Irão: na rota da Seita dos Assassinos

Em Ghazvin, no norte do Irão, a pequena pensão em que fiquei estava decorada com pósteres do turismo publicitando o castelo de Lambesar, uma das fortalezas da Seita dos Assassinos. Propunha-se uma visita de jipe e a pé, uma vez que o inverno tinha começado, e os táxis já não queriam arriscar atravessar as montanhas com neve ou excesso de lama. Em 1931, Freya Stark iniciou o seu périplo nessa direcção montada numa mula, e fez em vários dias aquilo que agora se faz num só. A caravana elevou-se lentamente pelas montanhas, avistando as “aldeias afastadas, debaixo de árvores como ilhas”, espalhadas pelas encostas do Elburz, a dois passos do mar Cáspio. O meu jipe fez o mesmo, conduzido por Karim através de vales férteis e cumes polvilhados pelas primeiras neves. Os rios cavam vales profundos nas montanhas inóspitas e secas da zona de Alamut. A paisagem é cor de terra, do beje ao castanho, tendo os verdes desaparecido nas temperaturas baixas do inverno.
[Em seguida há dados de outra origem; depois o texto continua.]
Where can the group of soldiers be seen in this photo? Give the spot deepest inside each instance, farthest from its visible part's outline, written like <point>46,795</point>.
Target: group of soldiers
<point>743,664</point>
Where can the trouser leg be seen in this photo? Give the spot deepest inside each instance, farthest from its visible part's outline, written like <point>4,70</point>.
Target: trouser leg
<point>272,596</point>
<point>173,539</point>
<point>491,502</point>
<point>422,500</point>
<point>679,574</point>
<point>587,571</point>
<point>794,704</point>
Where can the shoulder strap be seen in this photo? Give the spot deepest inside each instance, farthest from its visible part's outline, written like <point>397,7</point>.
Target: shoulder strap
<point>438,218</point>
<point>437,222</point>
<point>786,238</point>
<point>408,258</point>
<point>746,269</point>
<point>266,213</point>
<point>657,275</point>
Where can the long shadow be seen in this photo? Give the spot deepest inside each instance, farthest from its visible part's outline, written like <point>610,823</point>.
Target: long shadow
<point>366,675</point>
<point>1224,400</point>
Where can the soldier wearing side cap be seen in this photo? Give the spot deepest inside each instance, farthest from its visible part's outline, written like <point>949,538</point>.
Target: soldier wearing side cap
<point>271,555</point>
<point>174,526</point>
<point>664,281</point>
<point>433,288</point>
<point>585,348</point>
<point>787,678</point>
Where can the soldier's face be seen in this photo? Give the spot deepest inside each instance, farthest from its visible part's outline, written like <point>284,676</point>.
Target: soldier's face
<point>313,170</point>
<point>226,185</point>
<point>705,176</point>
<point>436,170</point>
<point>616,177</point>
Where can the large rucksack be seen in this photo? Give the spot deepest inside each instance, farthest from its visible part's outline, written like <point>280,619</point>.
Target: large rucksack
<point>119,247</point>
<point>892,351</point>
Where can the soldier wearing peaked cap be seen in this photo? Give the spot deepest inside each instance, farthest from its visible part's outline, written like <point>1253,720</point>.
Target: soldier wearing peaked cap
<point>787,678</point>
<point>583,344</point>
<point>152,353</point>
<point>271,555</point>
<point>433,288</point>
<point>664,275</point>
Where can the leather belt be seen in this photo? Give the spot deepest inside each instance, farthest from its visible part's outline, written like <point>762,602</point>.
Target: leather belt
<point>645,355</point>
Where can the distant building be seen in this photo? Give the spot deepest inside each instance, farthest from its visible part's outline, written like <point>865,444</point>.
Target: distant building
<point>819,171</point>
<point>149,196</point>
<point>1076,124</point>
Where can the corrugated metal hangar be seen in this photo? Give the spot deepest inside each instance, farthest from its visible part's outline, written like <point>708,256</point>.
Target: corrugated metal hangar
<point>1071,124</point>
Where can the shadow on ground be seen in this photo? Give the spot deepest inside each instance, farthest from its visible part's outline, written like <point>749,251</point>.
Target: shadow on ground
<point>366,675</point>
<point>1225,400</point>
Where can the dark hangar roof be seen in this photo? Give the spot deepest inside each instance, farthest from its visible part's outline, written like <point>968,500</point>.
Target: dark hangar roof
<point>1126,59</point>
Desde que Marco Polo por aqui passou, este nome ecoou na Europa como um exemplo dos perigos e mistérios da Ásia; o Castelo de Alamut, o Velho da Montanha e a Seita dos Assassinos transformaram-se numa atracção irresistível para esta mulher aventureira e solitária, apaixonada pelo Médio Oriente. Diz-se que aqui nasceu a palavra “assassino” e a sua seita reinou espalhando o terror mesmo após a invasão mongol do século XIII, que arrasou cinquenta ou mais das suas fortalezas. Freya conta-nos a empolgante história do Velho da Montanha, antes de nos guiar pelos trilhos: “Os Assassinos eram uma seita persa. Eram um ramo dos ismaelitas, que eram um ramo dos xiitas, que ainda constituem praticamente a totalidade da Pérsia e que dão particular veneração ao genro de Maomé, Ali, e aos imãs da sua casa.” Abreviando, Hasan-i-Sabbah, que ficou conhecido como o Velho da Montanha, juntou-se aos ismaelitas em 1071 e acabou por ser o primeiro Grande Mestre dos Assassinos. O seu truque era recrutar jovens e levá-los para o seu castelo, onde, drogados com haxixe, lhes dava a conhecer todas as delícias do Paraíso com a ajuda de algumas formosas jovens, perfumes inebriantes, vinho, iguarias deliciosas e outros confortos físicos; uma vez convencidos de que ele tinha poderes para levá-los ao Paraíso quando quisesse,  era só dar-lhes ordens – geralmente o assassinato de oponentes políticos ou de alguém que ameaçasse os seus interesses. Conta-se então que foram estes “hashishin”, palavra derivada de haxixe, que deram origem à palavra assassino, trazida pelos Cruzados para a Europa.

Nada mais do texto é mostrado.